Als ob es nicht gereicht hätte,  meine Tochter auf ein Gelände zu schleusen, das für unter 16-Jährige gefährlich ist.

Oh, wie ging es mir auf der Heimfahrt schlecht. Ich hatte die Scheidung quasi heraufbeschworen. Gedankenlos. Wegen nichts. Abergläubisch war ich schon immer. An der roten Ampel wollte ich, um mich selbst zu trösten,  ein Stück vom Mami-Herz kosten. Ich biss auf Beton. Das Herz musste aus dem Vorjahr stammen, so hart war es. Noch ein Omen.

Vor der Haustür dann die schwarze Katze der Nachbarn.

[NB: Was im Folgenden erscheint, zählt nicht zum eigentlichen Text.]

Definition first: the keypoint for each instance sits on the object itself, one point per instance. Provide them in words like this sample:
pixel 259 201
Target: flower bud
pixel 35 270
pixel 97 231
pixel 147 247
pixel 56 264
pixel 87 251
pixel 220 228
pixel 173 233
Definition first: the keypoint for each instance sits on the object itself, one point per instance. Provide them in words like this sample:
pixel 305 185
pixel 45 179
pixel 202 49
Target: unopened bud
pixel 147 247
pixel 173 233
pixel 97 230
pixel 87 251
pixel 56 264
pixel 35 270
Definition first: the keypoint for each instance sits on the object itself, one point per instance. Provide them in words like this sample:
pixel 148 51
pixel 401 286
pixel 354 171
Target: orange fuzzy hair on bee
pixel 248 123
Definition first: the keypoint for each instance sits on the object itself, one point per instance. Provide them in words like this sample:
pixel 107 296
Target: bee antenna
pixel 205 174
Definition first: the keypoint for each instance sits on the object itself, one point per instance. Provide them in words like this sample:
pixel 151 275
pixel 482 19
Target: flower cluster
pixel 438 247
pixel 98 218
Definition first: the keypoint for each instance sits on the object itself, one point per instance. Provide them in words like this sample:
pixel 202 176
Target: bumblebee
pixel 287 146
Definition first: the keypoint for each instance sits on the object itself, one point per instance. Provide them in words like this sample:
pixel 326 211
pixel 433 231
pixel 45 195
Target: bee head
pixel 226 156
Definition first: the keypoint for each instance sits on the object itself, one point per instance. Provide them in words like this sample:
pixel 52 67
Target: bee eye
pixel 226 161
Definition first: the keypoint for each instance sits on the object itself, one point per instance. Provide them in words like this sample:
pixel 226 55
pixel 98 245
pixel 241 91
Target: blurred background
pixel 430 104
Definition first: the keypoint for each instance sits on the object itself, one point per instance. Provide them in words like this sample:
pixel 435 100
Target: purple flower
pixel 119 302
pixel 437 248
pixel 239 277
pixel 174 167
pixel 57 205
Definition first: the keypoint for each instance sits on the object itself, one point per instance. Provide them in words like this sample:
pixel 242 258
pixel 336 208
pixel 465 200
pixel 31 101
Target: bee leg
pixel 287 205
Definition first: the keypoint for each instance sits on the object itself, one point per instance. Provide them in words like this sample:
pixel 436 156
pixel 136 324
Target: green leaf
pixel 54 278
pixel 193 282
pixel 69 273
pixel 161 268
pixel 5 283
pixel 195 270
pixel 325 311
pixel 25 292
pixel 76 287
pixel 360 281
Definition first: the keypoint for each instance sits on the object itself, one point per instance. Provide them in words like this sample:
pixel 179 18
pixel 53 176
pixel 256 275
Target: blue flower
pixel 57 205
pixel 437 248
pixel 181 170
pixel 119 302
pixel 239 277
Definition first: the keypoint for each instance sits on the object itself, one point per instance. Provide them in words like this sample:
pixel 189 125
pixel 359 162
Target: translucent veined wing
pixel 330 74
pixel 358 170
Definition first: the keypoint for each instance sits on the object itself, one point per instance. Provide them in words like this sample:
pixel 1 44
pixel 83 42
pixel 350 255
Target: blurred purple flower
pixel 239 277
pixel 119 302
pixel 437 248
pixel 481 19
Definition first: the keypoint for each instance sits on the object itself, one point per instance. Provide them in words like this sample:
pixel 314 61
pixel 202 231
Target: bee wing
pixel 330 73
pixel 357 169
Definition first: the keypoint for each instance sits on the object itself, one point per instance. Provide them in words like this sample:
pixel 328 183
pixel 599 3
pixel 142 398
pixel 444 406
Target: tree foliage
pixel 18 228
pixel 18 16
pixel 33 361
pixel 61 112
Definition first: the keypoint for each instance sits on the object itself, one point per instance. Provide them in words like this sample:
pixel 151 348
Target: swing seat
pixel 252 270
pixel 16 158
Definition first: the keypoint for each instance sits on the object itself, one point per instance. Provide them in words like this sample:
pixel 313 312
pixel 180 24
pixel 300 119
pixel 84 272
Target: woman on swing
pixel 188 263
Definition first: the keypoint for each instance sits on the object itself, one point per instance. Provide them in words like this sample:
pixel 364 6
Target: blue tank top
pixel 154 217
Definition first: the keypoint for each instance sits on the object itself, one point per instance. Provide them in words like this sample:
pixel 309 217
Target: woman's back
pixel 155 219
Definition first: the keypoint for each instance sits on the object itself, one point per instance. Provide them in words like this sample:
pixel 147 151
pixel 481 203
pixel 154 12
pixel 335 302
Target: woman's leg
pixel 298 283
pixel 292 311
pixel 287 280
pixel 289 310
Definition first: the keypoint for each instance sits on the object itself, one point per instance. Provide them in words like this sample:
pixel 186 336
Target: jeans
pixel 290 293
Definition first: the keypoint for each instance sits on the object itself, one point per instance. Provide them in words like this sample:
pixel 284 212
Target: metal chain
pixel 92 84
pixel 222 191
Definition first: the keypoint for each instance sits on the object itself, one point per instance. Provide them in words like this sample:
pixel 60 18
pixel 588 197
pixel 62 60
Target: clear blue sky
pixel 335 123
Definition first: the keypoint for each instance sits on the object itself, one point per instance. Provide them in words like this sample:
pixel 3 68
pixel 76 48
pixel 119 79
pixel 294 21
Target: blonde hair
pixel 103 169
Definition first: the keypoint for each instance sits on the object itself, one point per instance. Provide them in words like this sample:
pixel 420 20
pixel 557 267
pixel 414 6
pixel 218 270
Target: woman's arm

Ich trank die Flasche Sekt ganz alleine.

Dass ich noch immer verheiratet bin und mich die Polizei noch nicht wegen Vernachlässigung der Aufsichtspflicht eingesperrt hat, ist ein Wunder. Weil ja fast alle Zeichen an meinem Hochzeitstag auf „Game over“ standen.

Aber als das Lebkuchenherz neben einem Stück Apfel innerhalb von 24 Stunden wieder weich wurde, wusste ich, dass alles gut werden würde.